人間の舌にある味蕾の機能は飛行機の中では30%程度低下すると言われています。

そのため、味付けの調整や飛行機向けの食材、またうま味はあまり影響されないのでそれに頼った料理といった具合に機内食向けのレシピ開発も研究されたそうです。

 

ジャンボ化の時代に続き、超音速旅客機のコンコルドが登場しました。

その機体は非常にスリムなものであったのですが、そのために機内食の調理などに使われるギャレーという場所も狭いものでした。

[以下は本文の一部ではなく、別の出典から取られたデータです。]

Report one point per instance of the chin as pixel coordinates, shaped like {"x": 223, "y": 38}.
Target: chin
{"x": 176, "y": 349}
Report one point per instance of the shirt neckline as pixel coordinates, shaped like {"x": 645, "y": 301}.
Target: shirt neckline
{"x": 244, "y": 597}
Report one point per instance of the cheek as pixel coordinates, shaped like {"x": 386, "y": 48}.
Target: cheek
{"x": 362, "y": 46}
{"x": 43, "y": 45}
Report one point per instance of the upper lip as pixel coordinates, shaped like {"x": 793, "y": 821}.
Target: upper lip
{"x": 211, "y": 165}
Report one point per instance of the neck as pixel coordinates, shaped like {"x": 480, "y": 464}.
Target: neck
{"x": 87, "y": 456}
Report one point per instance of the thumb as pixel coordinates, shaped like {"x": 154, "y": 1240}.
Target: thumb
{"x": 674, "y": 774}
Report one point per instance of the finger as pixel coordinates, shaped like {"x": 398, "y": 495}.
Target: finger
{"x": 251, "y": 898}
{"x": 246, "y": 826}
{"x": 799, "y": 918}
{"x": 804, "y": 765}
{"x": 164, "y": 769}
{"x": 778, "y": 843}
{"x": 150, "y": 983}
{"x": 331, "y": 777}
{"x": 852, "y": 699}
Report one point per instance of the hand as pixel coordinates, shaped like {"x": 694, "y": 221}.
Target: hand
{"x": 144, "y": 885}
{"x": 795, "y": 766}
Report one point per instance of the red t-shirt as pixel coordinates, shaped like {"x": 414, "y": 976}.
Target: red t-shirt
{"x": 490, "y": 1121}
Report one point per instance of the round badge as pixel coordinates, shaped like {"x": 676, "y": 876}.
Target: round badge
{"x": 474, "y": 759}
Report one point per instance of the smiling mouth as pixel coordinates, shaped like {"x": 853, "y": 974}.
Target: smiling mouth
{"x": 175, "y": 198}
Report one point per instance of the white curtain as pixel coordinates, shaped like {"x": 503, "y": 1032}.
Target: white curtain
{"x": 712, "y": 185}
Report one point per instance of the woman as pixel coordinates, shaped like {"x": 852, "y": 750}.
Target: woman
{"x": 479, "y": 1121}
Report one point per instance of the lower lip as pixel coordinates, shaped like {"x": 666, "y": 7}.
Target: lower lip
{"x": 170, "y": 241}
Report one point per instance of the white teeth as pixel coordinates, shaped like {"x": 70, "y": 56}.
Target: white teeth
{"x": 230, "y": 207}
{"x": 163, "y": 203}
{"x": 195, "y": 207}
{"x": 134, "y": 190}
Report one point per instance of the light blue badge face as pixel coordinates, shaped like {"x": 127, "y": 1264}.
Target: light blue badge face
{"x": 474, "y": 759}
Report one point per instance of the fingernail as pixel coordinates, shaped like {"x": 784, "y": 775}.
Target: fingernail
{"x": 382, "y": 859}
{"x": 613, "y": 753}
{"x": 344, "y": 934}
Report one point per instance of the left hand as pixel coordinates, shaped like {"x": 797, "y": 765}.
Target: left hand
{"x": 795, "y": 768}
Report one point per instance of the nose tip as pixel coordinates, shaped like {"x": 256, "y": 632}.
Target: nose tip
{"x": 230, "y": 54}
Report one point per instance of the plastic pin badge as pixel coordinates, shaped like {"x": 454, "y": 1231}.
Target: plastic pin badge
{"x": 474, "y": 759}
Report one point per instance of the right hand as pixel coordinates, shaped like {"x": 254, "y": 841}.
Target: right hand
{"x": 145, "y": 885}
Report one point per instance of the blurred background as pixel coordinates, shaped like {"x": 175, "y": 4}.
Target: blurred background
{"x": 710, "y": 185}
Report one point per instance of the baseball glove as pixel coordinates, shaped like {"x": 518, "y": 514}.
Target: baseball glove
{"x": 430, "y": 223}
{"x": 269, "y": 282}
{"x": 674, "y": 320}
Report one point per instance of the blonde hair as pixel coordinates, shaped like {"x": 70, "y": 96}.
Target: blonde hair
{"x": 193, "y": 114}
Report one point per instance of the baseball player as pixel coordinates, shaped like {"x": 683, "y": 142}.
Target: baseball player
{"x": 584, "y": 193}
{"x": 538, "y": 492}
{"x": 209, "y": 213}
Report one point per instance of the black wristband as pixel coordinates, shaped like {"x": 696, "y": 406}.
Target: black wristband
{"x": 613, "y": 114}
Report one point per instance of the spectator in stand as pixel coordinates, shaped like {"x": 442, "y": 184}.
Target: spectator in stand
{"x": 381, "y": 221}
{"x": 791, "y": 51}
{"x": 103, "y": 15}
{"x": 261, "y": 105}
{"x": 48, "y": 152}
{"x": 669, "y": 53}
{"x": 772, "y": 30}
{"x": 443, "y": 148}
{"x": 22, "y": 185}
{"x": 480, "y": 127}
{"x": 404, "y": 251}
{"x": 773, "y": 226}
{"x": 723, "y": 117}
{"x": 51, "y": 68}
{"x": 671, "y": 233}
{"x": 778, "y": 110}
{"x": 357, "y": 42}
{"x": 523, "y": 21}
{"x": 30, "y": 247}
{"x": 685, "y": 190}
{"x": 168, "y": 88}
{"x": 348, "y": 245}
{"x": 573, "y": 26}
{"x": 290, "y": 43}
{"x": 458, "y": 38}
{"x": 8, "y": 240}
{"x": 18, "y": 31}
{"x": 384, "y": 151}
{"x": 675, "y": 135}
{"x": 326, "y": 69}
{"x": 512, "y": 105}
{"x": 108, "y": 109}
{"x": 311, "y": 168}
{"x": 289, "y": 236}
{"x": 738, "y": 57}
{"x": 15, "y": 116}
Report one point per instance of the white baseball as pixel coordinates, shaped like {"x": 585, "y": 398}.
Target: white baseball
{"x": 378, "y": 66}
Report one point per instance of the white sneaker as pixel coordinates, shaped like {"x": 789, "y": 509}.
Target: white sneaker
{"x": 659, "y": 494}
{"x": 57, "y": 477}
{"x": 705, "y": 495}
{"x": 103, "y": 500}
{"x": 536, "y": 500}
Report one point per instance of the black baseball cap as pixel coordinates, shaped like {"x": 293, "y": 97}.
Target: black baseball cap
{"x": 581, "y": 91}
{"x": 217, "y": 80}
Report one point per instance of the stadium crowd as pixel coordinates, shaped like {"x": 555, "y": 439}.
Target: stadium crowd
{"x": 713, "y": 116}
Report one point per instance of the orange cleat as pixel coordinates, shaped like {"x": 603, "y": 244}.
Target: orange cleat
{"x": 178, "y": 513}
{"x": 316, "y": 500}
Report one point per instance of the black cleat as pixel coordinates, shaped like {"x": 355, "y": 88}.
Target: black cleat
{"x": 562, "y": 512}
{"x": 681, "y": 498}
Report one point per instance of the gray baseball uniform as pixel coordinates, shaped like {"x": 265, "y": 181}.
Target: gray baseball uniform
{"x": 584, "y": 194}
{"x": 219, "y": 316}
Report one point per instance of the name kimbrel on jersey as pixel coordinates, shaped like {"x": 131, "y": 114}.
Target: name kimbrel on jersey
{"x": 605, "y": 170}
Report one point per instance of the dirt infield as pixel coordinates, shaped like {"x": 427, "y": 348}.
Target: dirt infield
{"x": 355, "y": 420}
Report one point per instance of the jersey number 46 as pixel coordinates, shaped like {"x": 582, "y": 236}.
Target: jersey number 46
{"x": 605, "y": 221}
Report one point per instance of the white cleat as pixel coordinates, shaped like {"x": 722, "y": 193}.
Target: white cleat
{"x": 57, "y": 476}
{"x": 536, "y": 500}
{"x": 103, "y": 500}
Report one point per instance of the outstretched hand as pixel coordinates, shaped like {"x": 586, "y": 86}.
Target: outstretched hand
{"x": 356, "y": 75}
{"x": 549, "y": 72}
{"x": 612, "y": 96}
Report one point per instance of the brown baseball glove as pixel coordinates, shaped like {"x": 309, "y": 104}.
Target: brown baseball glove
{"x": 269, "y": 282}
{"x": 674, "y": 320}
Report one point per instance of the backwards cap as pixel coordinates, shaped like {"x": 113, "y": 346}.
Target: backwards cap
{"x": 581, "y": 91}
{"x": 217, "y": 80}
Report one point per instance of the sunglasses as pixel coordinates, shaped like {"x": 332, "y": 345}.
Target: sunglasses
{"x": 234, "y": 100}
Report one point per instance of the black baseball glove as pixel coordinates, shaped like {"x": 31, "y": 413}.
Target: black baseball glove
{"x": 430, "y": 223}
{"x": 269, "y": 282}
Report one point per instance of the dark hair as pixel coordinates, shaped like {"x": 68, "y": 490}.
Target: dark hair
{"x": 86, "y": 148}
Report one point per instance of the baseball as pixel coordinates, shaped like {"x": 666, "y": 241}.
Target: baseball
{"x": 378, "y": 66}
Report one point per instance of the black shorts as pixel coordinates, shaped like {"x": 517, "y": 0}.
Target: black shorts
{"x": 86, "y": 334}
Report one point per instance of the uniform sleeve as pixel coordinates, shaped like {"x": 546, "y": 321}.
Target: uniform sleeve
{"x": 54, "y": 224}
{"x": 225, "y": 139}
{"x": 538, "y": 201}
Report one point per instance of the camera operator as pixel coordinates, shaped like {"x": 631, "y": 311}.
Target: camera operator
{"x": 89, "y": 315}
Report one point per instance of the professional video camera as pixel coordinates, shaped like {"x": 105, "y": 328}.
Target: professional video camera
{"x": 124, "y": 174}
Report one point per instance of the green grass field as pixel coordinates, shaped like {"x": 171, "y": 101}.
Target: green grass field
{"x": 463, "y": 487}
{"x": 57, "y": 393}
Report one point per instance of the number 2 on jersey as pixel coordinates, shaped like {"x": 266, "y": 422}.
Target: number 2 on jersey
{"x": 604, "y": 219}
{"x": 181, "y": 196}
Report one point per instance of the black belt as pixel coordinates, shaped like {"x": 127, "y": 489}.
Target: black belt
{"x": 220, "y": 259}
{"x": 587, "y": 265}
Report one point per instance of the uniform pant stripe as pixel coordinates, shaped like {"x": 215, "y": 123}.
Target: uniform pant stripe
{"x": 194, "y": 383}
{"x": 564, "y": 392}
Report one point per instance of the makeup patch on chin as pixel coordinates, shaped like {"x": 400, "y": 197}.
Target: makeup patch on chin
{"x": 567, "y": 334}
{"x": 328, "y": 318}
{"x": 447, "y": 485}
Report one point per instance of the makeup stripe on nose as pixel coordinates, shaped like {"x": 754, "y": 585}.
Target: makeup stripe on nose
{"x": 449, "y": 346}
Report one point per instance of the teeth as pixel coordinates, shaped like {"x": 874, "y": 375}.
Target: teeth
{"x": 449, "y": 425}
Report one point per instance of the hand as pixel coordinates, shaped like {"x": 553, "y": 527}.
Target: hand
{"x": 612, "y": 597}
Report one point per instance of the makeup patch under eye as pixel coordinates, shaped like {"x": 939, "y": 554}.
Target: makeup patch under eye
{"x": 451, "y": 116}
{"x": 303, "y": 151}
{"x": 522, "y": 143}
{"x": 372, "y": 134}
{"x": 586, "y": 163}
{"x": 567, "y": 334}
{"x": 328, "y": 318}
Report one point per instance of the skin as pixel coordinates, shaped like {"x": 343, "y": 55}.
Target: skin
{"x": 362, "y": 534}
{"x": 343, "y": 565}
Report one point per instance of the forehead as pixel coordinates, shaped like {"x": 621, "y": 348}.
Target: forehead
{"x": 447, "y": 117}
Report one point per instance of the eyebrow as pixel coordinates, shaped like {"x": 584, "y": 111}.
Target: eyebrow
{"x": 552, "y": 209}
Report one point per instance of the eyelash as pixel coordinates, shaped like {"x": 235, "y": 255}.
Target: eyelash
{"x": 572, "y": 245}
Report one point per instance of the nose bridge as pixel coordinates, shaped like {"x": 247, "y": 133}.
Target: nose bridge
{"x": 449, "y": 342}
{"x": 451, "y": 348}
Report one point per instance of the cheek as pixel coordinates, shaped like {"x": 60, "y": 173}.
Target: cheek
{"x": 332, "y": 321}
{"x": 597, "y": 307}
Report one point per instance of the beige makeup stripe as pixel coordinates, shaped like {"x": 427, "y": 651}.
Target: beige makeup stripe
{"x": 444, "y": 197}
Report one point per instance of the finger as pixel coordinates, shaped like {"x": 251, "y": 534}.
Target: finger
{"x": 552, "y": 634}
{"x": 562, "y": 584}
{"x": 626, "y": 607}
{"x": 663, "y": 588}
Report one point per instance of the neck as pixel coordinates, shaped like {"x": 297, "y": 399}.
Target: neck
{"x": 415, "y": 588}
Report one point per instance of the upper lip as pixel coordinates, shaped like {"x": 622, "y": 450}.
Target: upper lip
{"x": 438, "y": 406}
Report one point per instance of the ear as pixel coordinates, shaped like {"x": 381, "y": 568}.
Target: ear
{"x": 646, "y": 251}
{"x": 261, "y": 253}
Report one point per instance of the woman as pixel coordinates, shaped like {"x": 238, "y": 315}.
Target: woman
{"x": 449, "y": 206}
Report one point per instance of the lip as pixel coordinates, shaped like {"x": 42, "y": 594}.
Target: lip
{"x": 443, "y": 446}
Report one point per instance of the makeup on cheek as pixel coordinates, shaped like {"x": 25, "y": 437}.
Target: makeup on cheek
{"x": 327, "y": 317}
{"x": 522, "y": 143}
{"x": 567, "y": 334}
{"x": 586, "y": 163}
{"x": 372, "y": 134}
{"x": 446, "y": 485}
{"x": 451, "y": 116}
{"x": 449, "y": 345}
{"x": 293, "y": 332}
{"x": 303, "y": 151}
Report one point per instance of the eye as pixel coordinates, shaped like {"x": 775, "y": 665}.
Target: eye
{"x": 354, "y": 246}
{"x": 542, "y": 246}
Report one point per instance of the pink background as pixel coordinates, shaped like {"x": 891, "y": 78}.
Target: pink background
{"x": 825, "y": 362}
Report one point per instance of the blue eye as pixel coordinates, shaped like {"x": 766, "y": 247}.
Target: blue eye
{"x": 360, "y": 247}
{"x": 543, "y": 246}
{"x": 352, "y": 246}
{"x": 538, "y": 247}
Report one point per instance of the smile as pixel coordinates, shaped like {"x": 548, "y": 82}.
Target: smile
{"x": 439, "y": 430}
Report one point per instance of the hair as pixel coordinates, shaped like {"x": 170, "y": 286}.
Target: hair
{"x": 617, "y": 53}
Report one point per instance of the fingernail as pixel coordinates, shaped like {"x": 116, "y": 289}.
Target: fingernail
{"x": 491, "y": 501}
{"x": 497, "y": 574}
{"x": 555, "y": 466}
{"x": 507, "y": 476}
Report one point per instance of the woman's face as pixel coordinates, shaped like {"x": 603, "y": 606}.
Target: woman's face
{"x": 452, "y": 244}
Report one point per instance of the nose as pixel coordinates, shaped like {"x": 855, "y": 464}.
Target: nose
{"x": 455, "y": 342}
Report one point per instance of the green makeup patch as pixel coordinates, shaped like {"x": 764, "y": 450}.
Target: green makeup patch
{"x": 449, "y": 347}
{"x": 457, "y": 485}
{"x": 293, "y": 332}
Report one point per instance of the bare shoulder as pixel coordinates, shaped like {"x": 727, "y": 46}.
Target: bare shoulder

それでもコンコルドの運賃は非常に高いものであったため、乗客は機内食もそれに見合ったものを期待しており、さらにそのサービスもスムーズであることが必須でした。

しかもスピードが速いので搭乗の時間も短い。

そのため、乗員たちの苦労も大きなものだったようです。

 

この本では飛行機の食事に加えて「宇宙の食事」すなわち宇宙食についても書かれています。

かつては宇宙船での食事と言えばチューブから押し出して食べるというイメージでした。

今ではかなり違ってきたようですが、基本的には宇宙船内では調理はできないものであり、調理済みのものを加熱する程度のようです。

それでも国により様々で、ロシアはソ連時代から宇宙食の質が高いことで知られていたとか。

中国も中華料理を取り入れていますが、もちろん油で揚げるということは不可能なので再加熱するしかないようです。